Wall Street Journal: Selectively Pro-Science
“Rigorous scientific studies have not identified links between autism and either thimerosal-containing vaccine or the measles, mumps, and rubella vaccine” (Miller and Reynolds, 2009). The scientific community also tells us that the world is round, that smoking is strongly linked to lung cancer, and that humans are causing global warming. Recently, there were multiple editorials and op-eds in the Wall Street Journal (WSJ) bemoaning the fact that people have not believed the scientific community on the question of vaccine safety.
Unfortunately, while the WSJ touts accurate science with regard to vaccines, the WSJ is anti-science when it comes to climate change. Read on for an analysis of the WSJ’s coverage of climate change and to read an excellent Letter to the Editor that was never published.
The WSJ has an archive of editorials and op-eds in a category labeled Climate Change that is only available to subscribers. (Non-subscribers can see a few lines of content for each opinion piece but not the entire piece.) Between October 2008 and January 25, 2011 there were a total of 86 items in the archive. I decided to sign up for a one-year subscription ($103) that featured a two-week free trial period. After reading all 86 items, I canceled via phone and was not charged.
I scored eachopinion piece using the following criteria:
PRO: Supported the scientific consensus.
CON: Did not support the scientific consensus, mocked or attacked the science or scientists, or cherry-picked data to cast doubt.
MISSING: Ignored any mention of human activities as a cause of climate change but did not misinform otherwise.
N/A: About non-science issues such as the pros and cons of cap and trade, carbon tax, political strategies, etc.
Figure 1 below shows the results:
There were only 4 op-eds (no editorials) that were pro-science!
Figure 2 below is the result of removing the 29 N/A pieces and combining the CON and MISSING pieces into one category.
Figure 3 below shows a pie chart of the WSJ’s opinion of climate science. It is the OPPOSITE of the scientific consensus!
97% of climate science experts and every international scientific organization endorses the conclusion that human activities are primarily responsible for modern global warming. An honest newspaper should reflect that consensus.
Why does the WSJ mis-report climate science 93% of the time?
After reading the editorials and op-eds it becomes clear that the WSJ does not like the SOLUTIONS to climate change so they attack, misinform, and ignore the science in the hope of avoiding or delaying dealing with the issue. A more honest approach would be to accept and explain the science of climate change and then debate how best to mitigate and adapt to climate change. Why did the WSJ side with science in its autism/vaccine articles and not with climate change science? The most likely answer is that they were protecting the pharmaceutical industry that profits from producing vaccines and other medicines while also protecting the fossil fuel-based industries that profits from the current carbon status quo.

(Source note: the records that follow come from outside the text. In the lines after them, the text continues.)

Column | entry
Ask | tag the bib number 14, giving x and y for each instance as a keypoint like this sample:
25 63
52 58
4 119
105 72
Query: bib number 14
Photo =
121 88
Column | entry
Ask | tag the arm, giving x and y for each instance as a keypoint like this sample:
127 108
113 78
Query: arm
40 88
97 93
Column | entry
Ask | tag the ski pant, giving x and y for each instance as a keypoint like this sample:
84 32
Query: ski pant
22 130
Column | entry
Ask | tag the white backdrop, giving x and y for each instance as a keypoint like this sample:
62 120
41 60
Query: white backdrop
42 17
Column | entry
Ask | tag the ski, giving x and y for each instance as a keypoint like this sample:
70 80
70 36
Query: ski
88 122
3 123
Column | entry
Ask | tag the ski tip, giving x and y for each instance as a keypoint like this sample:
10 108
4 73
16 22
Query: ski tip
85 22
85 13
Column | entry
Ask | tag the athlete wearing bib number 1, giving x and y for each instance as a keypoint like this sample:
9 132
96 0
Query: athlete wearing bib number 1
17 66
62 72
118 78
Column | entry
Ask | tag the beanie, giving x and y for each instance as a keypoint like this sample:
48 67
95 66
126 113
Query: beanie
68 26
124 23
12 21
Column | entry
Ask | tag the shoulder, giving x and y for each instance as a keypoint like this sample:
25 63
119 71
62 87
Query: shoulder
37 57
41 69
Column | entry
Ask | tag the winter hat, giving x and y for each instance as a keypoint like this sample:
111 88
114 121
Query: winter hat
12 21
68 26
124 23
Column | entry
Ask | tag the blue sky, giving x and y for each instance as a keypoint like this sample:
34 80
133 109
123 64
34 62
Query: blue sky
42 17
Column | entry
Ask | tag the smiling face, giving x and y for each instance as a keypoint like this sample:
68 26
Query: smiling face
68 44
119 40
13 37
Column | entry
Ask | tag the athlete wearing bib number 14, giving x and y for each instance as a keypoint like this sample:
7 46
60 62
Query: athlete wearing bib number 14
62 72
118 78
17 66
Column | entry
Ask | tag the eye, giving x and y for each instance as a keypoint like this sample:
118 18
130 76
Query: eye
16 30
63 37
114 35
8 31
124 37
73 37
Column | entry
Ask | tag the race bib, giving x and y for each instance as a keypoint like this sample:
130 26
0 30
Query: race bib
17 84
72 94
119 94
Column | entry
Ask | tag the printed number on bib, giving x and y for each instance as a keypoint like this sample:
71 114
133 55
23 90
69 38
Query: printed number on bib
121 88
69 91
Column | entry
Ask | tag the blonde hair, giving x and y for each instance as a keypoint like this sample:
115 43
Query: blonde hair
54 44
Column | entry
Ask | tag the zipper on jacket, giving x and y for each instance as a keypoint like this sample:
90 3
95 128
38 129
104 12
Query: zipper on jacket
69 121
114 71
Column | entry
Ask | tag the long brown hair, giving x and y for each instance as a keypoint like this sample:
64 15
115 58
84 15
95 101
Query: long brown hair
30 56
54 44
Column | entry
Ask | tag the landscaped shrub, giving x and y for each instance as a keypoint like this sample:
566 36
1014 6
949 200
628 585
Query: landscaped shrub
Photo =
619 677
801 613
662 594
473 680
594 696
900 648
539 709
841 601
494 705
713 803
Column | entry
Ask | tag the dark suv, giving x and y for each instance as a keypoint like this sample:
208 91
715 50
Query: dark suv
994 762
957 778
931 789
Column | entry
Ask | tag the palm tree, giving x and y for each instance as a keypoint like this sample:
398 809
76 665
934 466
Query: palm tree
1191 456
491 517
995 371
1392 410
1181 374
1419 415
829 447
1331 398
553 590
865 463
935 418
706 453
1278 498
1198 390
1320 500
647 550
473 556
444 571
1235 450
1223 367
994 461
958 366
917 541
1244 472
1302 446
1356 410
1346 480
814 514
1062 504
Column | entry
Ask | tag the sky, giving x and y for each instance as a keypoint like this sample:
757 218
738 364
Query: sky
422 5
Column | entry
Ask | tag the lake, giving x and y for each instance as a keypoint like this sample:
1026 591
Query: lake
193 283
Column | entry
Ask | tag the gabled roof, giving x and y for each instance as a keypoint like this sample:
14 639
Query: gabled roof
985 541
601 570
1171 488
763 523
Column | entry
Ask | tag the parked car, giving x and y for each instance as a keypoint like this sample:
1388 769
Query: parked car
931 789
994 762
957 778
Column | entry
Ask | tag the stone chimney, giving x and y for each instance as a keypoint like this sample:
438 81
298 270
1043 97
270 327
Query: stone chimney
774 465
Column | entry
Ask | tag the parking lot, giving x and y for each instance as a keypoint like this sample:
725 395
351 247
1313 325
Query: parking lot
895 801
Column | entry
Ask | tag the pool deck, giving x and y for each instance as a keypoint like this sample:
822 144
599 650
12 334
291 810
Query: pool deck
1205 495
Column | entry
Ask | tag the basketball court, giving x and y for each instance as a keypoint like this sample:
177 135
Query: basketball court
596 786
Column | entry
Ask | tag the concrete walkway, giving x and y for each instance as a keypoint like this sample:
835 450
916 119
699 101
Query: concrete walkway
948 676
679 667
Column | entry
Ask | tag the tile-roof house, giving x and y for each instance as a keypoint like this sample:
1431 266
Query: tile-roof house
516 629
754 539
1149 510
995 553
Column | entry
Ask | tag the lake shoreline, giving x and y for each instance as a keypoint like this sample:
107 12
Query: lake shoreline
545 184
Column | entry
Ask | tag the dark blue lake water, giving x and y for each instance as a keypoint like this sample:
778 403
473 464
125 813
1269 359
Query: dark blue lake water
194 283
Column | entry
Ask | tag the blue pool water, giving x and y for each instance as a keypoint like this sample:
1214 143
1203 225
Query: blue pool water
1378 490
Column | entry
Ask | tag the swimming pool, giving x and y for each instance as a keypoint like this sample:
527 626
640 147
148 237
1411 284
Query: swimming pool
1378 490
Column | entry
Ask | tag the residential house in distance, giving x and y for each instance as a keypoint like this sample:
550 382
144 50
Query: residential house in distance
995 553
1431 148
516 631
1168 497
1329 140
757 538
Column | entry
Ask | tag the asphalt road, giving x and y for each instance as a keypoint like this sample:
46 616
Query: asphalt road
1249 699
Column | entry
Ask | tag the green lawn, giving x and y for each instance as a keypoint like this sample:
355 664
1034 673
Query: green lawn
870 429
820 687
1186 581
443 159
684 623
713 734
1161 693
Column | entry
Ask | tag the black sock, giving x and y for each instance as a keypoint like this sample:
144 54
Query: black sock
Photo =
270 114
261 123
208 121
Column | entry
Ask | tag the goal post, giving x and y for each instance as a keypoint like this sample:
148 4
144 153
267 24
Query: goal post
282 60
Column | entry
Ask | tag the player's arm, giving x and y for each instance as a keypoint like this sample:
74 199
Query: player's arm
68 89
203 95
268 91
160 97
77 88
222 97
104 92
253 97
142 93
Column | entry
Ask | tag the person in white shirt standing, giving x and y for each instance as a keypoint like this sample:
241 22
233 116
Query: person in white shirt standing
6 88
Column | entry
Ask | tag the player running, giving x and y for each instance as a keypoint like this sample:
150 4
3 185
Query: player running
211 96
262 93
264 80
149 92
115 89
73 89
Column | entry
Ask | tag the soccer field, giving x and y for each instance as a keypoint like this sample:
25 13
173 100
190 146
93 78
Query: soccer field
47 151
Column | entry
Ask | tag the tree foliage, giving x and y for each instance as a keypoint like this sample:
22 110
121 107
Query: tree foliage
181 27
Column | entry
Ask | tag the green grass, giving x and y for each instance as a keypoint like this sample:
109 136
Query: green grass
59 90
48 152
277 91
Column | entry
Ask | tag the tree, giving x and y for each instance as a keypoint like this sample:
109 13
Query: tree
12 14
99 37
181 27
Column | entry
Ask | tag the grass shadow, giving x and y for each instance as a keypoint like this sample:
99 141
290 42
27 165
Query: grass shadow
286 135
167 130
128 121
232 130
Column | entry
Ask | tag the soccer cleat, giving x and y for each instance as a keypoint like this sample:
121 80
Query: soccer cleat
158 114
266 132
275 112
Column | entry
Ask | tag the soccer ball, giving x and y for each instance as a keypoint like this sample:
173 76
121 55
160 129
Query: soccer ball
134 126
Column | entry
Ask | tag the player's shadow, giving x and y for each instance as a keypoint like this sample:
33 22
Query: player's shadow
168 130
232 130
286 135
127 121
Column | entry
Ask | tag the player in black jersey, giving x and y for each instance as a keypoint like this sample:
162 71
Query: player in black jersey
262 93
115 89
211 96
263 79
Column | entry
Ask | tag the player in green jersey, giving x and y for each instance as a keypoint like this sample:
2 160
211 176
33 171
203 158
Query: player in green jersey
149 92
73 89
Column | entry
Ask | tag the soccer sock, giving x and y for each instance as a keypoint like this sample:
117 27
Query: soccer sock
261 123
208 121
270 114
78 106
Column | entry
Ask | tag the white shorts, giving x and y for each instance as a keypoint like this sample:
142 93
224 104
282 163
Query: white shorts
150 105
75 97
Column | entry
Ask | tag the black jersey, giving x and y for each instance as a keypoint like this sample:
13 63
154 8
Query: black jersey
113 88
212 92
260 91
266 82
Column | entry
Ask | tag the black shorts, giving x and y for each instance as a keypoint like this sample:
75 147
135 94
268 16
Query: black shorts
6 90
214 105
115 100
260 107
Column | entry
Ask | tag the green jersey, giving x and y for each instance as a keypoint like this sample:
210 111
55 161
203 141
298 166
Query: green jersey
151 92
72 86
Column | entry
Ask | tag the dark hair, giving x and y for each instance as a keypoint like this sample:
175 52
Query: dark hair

The WSJ should be telling its readers what they NEED to hear and not what they WANT to hear.
They have an obligation to report the overwhelming consensus on scientific issues so that their subscribers can make informed decisions, especially when those decisions have great financial consequences.
When considering future investments, WSJ readers cannot peer into the crystal ball if their heads are buried in the sand.
Dr. A. J. Dessler wrote a letter to the WSJ pointing out the irony of coverage of climate change science which he has allowed me to post here. The letter was not published by WSJ:
Your Editorial, “The Autism Hoax” Jan 8-9, 2011, highlights the failure of the medical scientific community to quickly put down an errant 1998 publication in The Lancet that blamed childhood vaccines for a coincident rise in diagnoses of autism. An explanation for this extended time for resolution can be offered by considering a parallel with what is happening with the present scientific findings on global warming. The Editorial states, “Researchers have all the while continued to churn out studies disproving the vaccine-autism link”, but nothing much happened for a decade. Similarly the atmospheric science community continues to “churn out studies” proving that increasing atmospheric carbon dioxide and other greenhouse gasses are largely responsible for global warming. Professional scientific organizations have collected, condensed, and synthesized these studies to estimate a range of climate consequences that can be expected.
However, the media, sensationalizing the inevitable contrary work by a negligible minority of the qualified scientific community, has caused doubt to pervade public perception. It is perhaps puzzling that statements on global warming by, for example, the American Academy of Sciences, American Meteorological Society, and America Physical Society, have not dominated media reporting. But the media usually gives roughly equal weight to the skeptical ideas of a small number of qualified scientists. As in the vaccine-autism debate, this has inflated the ideas of only a few to produce conflict in public thinking. It is important that the media not exaggerate skeptical ideas of a few individuals over the considered work of many hundreds of qualified researchers, lest the vaccine-autism circus be repeated.
A.J. Dessler holds a Ph.D. in Physics from Duke University and is presently and Adjunct Professor in the Department of Atmospheric Science at Texas A&M University.